RBC tests distributed ledger for remittances and loyalty programme

The Royal Bank of Canada (RBC) is the latest financial services giant to go public with its distributed ledger progress, confirming that it is working with Ripple on cross-border payments and experimenting with a blockchain-based loyalty platform.

RBC, which operates in 40 countries, began looking into the how it could use the technology behind bitcoin to make cross-border payments cheaper and more efficient two years ago, Eddy Ortiz, VP of solution acceleration and innovation told Deloitte University Press.

Eventually the bank settled on Ripple, which is already working with a number of Tier 1 banks - including RBS and CBA - and this week boasted that its network and native currency could save banks up to 60% on costs associated with global interbank settlements.

RBC and Ripple are carrying out a limited-production proof of concept to test scalability, reliability, security, and performance, A large-scale deployment could follow and using the technology in other areas is also being investigated, says the Deloitte article.

In addition, RBC is working on how it can use a blockchain to engage customers in real time for a loyalty programme, explaining how points and rewards are accruing as products and services are used. Customers could also use the system to engage with the bank's partners for real-time redemption.

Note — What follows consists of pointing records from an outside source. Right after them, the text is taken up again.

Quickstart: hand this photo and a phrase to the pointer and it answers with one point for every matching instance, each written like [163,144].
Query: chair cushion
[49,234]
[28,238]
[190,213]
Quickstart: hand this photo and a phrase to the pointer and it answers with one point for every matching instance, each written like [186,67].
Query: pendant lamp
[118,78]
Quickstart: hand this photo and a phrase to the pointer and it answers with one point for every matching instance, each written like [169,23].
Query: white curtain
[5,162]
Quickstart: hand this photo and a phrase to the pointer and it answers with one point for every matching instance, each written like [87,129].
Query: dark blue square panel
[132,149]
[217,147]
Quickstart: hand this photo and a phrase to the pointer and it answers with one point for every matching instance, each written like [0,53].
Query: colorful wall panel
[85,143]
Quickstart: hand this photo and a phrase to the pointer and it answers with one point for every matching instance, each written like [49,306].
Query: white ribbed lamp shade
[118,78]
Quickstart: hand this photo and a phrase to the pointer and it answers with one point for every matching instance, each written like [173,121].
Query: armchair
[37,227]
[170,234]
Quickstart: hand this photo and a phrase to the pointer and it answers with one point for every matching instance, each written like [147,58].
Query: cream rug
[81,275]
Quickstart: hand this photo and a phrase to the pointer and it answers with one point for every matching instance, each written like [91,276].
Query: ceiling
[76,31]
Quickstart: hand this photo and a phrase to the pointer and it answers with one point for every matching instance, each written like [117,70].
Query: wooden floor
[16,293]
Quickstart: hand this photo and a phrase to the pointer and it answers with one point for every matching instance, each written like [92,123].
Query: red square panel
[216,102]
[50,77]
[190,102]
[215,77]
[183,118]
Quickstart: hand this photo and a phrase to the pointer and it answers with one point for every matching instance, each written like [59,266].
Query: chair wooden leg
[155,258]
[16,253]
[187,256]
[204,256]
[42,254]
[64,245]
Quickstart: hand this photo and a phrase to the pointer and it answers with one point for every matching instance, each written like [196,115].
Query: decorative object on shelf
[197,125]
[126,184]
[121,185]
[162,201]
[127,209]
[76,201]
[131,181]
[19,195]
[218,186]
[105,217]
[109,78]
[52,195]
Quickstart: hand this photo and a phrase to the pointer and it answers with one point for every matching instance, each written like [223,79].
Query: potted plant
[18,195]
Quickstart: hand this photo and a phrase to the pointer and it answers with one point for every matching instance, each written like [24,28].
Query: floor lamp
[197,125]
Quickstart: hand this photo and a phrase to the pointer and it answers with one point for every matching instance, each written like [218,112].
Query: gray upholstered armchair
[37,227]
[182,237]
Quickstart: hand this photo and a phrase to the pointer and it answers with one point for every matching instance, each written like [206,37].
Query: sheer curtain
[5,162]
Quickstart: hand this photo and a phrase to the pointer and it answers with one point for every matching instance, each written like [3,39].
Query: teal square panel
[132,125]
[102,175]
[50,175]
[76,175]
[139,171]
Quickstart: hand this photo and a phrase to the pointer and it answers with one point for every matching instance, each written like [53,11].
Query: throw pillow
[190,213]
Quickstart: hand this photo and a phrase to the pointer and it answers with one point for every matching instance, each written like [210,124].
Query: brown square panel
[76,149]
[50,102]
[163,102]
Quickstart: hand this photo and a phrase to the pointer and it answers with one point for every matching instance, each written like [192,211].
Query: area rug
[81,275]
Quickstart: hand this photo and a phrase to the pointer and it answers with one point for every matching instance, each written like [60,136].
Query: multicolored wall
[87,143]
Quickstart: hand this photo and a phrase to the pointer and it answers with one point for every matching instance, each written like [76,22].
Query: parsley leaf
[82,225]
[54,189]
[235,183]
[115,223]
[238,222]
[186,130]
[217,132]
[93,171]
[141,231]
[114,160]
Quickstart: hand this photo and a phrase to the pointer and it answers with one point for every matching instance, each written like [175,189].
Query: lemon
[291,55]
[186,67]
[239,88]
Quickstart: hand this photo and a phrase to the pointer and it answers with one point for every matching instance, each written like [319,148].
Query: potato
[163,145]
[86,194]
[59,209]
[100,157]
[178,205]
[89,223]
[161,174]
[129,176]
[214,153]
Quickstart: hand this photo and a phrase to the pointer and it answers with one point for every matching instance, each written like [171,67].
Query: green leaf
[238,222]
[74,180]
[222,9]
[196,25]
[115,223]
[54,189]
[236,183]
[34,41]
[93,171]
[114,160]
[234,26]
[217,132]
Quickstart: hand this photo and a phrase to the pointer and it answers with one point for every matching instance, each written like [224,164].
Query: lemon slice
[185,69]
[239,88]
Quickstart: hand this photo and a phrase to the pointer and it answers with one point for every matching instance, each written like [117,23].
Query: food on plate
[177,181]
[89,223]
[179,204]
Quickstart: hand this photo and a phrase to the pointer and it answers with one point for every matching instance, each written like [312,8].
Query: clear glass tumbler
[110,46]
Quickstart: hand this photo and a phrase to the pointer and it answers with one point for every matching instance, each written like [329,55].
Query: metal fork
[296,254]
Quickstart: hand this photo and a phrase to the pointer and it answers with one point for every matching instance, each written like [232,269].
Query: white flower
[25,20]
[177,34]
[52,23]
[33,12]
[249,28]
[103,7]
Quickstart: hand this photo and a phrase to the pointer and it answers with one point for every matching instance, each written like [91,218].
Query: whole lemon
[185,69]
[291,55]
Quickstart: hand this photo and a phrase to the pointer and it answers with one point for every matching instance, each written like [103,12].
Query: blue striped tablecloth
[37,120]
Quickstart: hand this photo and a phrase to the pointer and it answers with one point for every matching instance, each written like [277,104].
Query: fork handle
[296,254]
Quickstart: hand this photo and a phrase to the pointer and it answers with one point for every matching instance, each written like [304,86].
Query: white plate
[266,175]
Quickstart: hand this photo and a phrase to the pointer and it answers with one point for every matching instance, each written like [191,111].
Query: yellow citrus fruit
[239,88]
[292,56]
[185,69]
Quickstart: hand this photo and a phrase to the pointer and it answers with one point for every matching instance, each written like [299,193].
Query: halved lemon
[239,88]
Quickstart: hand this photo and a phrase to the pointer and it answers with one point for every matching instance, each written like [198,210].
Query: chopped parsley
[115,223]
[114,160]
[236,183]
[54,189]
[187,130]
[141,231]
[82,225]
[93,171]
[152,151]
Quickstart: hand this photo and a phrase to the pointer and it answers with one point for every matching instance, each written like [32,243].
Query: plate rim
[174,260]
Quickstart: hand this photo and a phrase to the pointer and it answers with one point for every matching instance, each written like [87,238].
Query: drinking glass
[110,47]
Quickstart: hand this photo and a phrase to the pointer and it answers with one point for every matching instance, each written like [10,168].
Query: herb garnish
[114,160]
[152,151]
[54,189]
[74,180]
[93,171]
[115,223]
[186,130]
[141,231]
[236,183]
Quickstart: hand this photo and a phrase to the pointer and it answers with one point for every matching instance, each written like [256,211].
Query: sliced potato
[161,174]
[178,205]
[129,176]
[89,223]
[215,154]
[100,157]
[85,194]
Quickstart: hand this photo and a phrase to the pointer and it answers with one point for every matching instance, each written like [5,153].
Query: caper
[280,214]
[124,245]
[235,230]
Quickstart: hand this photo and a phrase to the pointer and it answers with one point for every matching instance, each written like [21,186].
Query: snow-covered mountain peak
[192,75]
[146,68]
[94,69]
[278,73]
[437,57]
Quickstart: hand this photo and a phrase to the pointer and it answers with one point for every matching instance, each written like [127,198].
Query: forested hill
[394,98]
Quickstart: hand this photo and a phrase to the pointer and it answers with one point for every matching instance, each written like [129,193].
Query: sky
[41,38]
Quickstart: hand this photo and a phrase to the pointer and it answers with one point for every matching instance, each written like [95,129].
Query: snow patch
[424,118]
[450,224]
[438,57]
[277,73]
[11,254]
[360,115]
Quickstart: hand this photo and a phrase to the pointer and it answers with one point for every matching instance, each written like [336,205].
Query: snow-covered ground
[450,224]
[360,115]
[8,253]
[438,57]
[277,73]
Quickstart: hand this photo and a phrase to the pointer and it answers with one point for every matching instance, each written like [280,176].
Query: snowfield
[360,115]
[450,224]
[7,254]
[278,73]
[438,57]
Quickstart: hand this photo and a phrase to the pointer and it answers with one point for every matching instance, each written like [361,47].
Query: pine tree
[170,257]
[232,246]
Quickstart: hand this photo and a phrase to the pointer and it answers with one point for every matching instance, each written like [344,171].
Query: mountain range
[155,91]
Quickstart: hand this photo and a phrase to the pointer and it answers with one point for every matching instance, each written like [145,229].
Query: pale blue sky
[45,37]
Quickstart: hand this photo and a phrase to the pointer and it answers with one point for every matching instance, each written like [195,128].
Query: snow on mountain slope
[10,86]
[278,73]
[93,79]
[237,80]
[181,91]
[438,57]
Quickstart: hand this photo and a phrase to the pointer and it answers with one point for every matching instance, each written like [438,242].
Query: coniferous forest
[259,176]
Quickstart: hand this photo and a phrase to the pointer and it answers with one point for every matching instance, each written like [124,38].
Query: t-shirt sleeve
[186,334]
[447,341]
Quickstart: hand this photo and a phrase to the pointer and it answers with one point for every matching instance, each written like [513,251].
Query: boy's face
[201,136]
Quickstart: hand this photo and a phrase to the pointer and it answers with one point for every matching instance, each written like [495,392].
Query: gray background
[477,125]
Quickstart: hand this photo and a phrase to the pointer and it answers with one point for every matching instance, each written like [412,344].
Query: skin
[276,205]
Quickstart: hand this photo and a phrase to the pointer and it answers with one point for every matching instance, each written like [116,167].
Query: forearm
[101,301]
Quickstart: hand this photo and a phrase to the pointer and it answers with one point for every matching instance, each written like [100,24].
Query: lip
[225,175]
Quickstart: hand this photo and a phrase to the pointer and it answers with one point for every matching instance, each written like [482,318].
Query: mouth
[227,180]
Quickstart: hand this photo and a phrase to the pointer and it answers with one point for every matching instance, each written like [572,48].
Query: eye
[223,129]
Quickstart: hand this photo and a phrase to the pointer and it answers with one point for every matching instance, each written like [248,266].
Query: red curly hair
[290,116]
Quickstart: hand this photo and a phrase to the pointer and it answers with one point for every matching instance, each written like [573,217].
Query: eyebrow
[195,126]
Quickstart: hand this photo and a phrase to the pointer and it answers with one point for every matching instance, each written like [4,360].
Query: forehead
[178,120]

“Our customers will be able to see their points accrue each time they use their RBC credit card. And the reward points become like liquid cash, enabled by blockchain," says Ortiz.

Separately, Japan's Orix, Shizuoka Bank and NTT Data have set up a joint blockchain research project. The partners plan to build a prototype system and use distributed ledger tech to carry out proof-of-concept testing in areas such as overseas remittances and settlement services.

The firms say that they also hope to bring in players from other other industries to investigate the use of blockchains in fields outside of financial services.